- The Washington Times - Friday, January 23, 2004

LITTLE ROCK, Ark. (AP) — Expressing impatience with the legislature’s failure to improve education, the Arkansas Supreme Court said it would appoint someone to bring the state’s school system up to constitutional standards.

Meanwhile, the state House passed a plan yesterday that would consolidate some school districts.

The order came after a lawyer for the state acknowledged during a hearing that lawmakers missed a court-imposed Jan. 1 deadline for coming up with ways to improve schools. The state pleaded for more time, but the justices said they were ready to act.

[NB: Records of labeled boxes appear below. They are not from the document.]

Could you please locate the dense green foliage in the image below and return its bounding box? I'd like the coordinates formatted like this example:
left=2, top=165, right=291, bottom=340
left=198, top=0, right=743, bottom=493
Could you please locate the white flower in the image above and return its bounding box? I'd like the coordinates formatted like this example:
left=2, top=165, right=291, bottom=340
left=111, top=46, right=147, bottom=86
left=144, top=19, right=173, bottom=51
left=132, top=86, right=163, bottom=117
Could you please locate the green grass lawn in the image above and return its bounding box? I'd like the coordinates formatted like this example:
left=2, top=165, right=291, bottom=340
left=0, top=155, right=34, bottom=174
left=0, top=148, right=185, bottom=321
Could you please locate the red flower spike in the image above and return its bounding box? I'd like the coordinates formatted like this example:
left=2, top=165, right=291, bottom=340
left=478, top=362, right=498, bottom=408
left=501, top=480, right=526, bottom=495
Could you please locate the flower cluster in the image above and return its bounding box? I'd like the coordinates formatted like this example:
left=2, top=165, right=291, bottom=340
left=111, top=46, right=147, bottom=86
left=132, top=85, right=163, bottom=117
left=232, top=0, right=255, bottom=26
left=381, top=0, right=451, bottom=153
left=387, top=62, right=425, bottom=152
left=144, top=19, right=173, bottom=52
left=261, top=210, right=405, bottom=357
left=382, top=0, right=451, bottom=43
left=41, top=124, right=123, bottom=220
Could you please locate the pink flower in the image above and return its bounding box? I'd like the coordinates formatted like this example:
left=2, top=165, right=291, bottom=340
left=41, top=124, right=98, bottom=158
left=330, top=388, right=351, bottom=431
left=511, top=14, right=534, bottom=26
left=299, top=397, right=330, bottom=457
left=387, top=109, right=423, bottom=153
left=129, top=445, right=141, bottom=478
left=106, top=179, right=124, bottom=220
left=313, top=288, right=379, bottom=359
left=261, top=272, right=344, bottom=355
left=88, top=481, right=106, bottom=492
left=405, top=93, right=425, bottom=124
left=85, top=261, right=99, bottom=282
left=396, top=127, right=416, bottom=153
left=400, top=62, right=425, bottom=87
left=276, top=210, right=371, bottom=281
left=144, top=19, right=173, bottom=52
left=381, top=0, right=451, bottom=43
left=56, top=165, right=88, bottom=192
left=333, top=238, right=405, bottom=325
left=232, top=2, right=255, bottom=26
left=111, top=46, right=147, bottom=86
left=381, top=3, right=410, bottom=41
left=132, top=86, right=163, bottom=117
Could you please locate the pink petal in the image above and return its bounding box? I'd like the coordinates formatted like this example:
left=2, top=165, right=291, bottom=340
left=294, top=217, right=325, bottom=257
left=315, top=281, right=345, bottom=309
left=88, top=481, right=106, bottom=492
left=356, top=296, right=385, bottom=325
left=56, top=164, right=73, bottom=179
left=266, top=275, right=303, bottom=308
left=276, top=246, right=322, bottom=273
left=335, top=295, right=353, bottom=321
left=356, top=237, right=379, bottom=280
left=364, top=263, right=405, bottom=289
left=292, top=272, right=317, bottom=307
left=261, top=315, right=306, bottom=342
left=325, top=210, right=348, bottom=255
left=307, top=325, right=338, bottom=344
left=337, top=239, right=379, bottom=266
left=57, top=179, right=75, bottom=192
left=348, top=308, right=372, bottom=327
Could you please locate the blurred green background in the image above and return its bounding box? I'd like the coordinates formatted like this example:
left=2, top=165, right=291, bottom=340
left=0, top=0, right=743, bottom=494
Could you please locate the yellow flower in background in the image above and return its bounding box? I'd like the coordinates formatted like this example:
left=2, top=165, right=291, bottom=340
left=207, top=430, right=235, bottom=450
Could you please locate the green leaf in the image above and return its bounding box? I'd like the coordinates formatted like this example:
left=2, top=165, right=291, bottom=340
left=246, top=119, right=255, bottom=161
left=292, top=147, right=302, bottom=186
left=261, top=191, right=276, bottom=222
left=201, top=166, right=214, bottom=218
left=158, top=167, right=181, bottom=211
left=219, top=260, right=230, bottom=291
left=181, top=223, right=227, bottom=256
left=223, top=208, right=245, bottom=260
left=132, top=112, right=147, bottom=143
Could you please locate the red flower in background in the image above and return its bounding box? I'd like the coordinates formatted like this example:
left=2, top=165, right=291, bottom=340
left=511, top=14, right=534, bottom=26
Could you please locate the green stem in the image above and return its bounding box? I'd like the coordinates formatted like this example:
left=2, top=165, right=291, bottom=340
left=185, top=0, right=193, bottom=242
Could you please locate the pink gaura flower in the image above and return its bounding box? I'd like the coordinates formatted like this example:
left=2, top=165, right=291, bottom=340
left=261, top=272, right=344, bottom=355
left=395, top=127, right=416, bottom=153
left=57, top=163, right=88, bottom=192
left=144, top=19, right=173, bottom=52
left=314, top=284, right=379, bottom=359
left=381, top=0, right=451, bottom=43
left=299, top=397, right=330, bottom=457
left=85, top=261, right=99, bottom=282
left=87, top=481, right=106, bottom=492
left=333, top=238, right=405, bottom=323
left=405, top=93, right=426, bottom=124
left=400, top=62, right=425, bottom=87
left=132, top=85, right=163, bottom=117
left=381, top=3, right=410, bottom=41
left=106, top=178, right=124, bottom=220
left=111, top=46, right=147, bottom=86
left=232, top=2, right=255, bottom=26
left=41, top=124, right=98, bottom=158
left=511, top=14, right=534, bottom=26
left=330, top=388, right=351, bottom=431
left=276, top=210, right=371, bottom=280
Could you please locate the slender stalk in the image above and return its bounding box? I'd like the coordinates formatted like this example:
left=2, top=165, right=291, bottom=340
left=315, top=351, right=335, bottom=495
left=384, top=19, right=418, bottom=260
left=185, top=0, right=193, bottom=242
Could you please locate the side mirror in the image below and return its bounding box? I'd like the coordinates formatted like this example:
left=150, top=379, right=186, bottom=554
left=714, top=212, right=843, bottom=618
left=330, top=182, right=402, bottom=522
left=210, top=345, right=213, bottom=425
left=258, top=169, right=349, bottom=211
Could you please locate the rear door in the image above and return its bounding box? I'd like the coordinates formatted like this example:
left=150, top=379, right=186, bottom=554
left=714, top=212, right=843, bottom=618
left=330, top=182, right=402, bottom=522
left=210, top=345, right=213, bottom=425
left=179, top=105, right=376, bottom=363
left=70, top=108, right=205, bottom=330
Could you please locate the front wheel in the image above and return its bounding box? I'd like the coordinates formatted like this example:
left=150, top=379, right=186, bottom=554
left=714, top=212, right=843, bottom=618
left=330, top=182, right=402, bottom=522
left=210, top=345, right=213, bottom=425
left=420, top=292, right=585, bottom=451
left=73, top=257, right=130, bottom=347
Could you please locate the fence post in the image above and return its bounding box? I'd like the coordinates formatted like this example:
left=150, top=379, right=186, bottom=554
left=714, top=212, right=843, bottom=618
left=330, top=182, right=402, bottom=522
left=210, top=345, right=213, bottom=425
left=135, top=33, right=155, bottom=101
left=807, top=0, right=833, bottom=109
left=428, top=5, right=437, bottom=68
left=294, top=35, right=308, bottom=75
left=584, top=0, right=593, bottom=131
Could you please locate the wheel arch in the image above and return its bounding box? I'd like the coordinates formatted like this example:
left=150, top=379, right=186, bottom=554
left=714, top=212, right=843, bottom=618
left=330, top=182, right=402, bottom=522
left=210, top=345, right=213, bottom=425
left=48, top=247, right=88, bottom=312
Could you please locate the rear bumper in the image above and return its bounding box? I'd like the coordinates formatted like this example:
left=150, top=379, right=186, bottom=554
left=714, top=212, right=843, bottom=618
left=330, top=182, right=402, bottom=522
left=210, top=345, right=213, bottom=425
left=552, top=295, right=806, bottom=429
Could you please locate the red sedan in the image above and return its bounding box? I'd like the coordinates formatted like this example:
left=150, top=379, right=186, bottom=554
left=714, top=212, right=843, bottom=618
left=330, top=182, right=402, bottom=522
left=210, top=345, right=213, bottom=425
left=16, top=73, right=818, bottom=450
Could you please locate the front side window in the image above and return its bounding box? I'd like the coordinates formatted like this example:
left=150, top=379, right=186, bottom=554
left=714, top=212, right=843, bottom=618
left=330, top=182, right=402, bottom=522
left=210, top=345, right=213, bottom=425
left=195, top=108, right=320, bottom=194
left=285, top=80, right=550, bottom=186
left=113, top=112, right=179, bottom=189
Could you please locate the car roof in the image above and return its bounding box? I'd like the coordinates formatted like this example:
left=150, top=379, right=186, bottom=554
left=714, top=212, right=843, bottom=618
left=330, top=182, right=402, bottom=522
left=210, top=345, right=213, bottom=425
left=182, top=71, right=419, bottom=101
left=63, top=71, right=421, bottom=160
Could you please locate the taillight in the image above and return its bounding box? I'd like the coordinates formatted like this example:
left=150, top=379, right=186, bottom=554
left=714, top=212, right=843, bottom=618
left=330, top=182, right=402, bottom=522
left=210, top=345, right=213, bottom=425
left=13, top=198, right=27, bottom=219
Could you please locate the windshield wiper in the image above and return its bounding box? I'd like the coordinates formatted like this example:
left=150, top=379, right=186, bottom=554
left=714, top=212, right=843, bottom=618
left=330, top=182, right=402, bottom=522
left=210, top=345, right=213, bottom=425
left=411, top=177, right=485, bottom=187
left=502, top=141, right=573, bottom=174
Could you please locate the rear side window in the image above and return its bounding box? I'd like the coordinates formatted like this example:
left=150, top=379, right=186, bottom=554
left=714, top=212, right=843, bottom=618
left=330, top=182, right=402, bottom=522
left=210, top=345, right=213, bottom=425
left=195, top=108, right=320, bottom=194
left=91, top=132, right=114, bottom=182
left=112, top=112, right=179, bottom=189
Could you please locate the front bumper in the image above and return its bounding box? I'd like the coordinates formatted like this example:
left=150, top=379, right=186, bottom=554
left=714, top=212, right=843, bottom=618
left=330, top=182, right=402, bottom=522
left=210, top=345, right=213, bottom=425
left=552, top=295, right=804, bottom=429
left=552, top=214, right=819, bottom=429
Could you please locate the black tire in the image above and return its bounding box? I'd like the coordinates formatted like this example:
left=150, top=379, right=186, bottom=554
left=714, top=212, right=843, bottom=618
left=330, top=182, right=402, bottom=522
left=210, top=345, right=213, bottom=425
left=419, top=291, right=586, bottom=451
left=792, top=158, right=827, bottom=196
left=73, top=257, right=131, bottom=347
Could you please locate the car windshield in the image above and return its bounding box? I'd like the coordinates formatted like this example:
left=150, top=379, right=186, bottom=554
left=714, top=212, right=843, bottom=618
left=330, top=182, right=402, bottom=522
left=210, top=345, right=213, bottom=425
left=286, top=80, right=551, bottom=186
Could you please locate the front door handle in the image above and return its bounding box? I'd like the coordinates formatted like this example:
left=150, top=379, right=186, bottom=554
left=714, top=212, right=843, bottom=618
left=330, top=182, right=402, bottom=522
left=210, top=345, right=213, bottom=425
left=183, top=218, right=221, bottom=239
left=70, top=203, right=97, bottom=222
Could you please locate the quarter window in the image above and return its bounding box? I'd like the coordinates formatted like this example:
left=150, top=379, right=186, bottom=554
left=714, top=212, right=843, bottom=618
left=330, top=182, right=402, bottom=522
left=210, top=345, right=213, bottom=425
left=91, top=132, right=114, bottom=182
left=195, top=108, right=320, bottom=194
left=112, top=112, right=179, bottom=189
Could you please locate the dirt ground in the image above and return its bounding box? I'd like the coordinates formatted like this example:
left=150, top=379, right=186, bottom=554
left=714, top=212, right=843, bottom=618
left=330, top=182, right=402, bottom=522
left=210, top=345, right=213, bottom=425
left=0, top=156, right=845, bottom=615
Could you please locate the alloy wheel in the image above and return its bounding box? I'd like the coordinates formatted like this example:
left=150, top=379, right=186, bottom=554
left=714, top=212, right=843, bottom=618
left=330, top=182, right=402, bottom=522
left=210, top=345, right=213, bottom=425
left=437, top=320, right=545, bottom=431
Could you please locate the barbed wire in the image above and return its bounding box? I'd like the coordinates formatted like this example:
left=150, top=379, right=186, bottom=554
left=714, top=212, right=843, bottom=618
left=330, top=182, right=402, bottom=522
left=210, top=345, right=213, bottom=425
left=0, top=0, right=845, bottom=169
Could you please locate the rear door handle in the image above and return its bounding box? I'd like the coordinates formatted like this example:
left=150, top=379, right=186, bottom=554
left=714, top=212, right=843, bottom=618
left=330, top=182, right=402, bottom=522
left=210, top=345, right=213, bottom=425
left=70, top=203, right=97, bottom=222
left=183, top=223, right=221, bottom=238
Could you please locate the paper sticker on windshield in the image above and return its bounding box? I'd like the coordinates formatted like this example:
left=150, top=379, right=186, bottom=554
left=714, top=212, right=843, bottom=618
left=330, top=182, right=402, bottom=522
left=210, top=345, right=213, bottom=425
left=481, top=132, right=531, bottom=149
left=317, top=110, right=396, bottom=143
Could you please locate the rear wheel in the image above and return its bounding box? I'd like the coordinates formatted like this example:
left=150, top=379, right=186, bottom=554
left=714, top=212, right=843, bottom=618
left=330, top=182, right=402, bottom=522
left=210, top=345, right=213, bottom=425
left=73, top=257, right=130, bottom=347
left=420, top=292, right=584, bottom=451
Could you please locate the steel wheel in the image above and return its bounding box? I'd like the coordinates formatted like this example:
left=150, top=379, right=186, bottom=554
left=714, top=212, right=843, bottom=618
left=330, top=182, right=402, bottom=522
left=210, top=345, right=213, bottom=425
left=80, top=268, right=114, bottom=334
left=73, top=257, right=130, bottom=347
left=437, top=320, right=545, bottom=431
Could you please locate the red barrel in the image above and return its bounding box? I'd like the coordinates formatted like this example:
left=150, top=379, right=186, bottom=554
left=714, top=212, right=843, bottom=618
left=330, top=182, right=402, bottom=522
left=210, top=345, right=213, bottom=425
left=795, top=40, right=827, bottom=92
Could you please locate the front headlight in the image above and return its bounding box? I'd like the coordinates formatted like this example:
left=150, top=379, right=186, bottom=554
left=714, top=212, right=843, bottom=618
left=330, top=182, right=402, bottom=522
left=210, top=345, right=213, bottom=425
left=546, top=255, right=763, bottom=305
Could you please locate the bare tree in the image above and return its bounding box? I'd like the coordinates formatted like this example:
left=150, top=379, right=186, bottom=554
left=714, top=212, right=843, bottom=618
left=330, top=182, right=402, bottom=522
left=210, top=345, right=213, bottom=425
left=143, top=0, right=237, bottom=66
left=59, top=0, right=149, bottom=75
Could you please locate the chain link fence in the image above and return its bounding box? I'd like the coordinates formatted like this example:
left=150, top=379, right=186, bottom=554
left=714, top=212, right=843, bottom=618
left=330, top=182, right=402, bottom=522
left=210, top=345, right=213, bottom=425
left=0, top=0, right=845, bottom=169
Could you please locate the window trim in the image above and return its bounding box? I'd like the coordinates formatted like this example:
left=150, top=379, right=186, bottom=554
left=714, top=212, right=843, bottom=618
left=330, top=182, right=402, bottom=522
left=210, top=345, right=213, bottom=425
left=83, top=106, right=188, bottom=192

“We gave the state 14 months to implement a new system and that wasn’t complied with,” Justice Robert Brown said on Thursday. “It’s really not even close, is it?”

In the most significant legislation passed to date, the Arkansas House yesterday approved a bill to consolidate the administrations of 59 small school districts.

Gov. Mike Huckabee, Republican, had proposed merging about 100 high schools, and it was not clear whether he would sign the bill. It does not require school closures, though the new, consolidated districts could choose to close schools later.

The court did not say when it would appoint a special master, or how long the master would have to analyze the school system. The legislature can continue it’s attempts to address the issue, but the court will decide whether they are adequate.

In November 2002, the high court said Arkansas didn’t spend enough money on education and distributed funds unevenly. It ordered changes in the $1.8 billion system and gave the state until Jan. 1, 2004, to put them in place.

Legislators failed to reach an agreement last year, divided largely by Mr. Huckabee’s plan to merge the smallest 100 or so districts to make schools more efficient.

Legislators have met in special session since Dec. 8, but the new year arrived with no significant changes in the way Arkansas educates about 450,000 students in 308 districts.

The court case stems from a lawsuit filed in 1992 by the Lake View School District, but the state’s education system also was declared unconstitutional in 1983.